Build Back Better—Wasting Trillions

Build Back Better—Wasting Trillions
President Joe Biden arrives for a virtual meeting in Washington on Aug. 11, 2021. (Mandel Ngan/AFP via Getty Images)
Star Parker
11/17/2021
Updated:
11/21/2021
Commentary

As Democrats regroup to try to pass their $2 trillion Build Back Better Act, pressure grows to shine the light of fiscal responsibility on all this.

Given President Joe Biden’s crashing approval ratings, there’s some hint that the American people smell a rat. One sign of the smell of the rat is the alarming escalation of the rate of inflation to where it hasn’t been in over 30 years.

Let’s start with the announcement from the Treasury Department a week ago that the revenue measures built in to finance the $2 trillion in spending won’t add to the nation’s existing fiscal deficit but will reduce it.

The headline from the Treasury department reads “Preliminary Estimates Show Build Back Better Legislation Will Reduce Deficits.” The document shows an estimate of $2.151 trillion in revenue-raising measures against $2 trillion in spending.

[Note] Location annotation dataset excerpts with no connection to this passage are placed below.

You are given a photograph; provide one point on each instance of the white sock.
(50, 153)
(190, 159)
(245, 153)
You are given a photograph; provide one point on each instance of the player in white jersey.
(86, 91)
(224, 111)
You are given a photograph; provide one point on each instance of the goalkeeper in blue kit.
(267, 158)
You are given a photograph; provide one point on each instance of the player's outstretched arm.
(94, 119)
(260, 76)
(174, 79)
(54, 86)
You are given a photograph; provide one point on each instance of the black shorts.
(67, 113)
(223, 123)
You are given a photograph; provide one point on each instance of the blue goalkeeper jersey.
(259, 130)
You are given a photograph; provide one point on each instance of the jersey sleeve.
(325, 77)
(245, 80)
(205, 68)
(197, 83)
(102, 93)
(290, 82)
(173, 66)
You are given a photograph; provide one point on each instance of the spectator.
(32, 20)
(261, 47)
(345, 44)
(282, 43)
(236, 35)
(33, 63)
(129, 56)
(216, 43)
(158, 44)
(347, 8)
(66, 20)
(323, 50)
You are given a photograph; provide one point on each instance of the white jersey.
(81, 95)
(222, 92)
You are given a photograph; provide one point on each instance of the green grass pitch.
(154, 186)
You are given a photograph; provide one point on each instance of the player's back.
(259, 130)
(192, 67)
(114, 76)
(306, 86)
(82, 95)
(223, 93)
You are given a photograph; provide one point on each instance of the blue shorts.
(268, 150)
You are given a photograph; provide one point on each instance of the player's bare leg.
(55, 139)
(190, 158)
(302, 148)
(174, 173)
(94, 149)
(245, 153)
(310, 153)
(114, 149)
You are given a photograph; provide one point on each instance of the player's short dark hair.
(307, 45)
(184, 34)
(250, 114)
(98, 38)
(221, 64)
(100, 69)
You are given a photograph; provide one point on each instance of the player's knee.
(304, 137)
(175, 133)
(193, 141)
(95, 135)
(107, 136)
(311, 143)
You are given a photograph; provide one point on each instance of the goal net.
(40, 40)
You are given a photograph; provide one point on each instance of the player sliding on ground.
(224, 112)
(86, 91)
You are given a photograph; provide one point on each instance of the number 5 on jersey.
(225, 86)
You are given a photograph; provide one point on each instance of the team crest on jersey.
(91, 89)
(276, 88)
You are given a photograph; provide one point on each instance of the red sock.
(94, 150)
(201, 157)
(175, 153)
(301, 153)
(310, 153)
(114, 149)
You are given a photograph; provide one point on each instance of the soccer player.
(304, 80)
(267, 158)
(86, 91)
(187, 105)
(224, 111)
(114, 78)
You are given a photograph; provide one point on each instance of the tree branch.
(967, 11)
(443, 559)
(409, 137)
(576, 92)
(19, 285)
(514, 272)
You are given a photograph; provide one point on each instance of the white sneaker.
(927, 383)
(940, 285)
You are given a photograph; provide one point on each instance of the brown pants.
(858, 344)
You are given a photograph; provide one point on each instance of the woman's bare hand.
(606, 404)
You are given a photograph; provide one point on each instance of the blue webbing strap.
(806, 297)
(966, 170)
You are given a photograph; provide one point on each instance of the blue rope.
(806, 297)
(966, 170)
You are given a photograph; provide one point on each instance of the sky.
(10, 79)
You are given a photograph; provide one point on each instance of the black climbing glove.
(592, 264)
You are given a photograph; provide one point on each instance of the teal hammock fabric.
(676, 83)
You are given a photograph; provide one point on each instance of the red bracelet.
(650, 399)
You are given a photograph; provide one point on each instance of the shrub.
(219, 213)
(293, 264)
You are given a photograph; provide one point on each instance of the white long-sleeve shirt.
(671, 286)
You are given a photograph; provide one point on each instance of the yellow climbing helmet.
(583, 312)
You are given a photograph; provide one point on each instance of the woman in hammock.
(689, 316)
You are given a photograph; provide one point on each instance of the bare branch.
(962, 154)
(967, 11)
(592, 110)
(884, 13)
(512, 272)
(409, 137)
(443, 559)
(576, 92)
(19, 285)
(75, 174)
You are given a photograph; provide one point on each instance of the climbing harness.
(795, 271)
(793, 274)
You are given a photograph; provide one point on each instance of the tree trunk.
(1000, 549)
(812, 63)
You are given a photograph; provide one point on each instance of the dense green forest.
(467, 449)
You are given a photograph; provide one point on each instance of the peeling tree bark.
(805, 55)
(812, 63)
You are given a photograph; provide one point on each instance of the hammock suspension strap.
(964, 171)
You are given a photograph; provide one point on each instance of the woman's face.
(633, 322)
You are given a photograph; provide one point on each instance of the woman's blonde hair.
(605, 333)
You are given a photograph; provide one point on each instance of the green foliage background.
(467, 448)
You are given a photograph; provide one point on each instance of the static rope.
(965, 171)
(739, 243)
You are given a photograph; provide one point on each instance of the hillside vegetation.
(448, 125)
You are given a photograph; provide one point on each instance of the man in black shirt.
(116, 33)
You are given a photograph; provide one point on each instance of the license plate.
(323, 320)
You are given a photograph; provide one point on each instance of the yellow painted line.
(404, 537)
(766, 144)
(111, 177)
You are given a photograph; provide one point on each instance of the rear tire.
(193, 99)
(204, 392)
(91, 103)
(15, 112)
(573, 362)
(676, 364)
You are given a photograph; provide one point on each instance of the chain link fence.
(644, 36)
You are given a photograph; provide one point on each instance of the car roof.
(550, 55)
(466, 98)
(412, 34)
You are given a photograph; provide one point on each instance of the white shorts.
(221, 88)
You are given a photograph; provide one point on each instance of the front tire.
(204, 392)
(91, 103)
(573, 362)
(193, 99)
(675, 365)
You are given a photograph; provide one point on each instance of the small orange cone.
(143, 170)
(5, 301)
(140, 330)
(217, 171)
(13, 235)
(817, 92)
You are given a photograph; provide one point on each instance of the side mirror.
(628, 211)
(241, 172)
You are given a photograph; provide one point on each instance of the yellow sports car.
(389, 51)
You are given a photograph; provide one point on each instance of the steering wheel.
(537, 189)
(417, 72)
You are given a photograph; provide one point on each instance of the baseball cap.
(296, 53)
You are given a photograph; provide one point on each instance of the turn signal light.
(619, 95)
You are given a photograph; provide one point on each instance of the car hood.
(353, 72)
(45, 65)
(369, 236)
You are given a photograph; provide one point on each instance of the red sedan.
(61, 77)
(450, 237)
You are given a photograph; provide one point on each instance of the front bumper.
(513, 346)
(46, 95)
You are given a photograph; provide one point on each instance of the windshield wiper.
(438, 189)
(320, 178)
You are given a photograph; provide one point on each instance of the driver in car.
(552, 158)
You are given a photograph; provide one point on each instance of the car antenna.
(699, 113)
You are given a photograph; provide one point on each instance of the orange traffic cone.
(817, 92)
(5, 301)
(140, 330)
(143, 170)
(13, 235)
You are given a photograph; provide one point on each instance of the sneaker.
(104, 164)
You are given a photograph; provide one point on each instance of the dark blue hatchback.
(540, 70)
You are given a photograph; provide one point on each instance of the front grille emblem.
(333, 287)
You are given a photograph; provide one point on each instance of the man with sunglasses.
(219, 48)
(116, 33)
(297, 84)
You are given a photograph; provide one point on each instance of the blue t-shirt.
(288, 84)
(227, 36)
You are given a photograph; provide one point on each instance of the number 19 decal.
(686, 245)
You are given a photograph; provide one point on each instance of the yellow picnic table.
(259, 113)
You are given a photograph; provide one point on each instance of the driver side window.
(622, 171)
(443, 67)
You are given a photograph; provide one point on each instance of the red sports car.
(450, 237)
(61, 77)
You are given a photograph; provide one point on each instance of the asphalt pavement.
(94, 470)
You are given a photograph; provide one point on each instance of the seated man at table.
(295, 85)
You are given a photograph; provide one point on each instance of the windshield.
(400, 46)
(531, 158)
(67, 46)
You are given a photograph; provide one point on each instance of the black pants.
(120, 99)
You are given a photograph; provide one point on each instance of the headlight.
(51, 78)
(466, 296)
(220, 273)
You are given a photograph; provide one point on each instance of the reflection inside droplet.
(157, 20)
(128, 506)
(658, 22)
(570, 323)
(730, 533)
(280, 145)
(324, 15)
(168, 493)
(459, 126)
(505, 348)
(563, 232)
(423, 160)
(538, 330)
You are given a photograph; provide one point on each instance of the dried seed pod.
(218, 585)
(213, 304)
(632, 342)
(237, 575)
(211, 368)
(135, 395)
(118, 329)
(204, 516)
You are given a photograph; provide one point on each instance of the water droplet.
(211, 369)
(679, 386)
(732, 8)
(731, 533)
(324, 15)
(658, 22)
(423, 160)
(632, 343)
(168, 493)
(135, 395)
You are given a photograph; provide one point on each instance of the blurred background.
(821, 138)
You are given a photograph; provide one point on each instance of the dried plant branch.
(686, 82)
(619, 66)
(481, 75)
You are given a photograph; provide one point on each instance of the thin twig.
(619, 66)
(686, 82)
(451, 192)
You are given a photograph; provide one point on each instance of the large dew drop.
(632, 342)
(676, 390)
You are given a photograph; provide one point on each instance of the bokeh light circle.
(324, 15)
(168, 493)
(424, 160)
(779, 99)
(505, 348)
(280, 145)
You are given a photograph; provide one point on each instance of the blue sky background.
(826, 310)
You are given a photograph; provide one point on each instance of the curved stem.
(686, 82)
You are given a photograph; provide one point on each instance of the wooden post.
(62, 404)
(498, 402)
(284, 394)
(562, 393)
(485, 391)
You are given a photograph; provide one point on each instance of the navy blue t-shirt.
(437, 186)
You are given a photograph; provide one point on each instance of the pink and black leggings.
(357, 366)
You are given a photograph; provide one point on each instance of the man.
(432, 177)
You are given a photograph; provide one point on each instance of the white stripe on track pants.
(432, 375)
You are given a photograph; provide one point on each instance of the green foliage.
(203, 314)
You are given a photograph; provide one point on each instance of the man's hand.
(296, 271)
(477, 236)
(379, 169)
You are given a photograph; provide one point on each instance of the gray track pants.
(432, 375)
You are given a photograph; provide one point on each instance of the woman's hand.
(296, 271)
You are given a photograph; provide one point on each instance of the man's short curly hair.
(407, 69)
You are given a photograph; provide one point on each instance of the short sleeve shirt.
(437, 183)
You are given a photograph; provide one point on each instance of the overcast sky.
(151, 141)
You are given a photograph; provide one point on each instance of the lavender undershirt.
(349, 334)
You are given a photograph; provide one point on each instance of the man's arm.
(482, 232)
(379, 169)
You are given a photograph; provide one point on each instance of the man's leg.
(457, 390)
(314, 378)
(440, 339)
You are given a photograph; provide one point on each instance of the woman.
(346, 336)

However, the University of Pennsylvania Wharton School of Business has its own model, overseen by a professor with extensive experience in the Congressional Budget Office and the Treasury Department. According to the Wharton model, Build Back Better will add $500 billion to the federal deficit.

Treasury says the Build Back Better cuts the deficit by $151 billion. Wharton says it increases it by $500 billion. Not exactly a trivial difference.

Who do we believe?

It isn’t about one place having better economists than the other. The problem is that it’s impossible to make meaningful forecasts with such huge amounts of funds, all of which are highly politicized.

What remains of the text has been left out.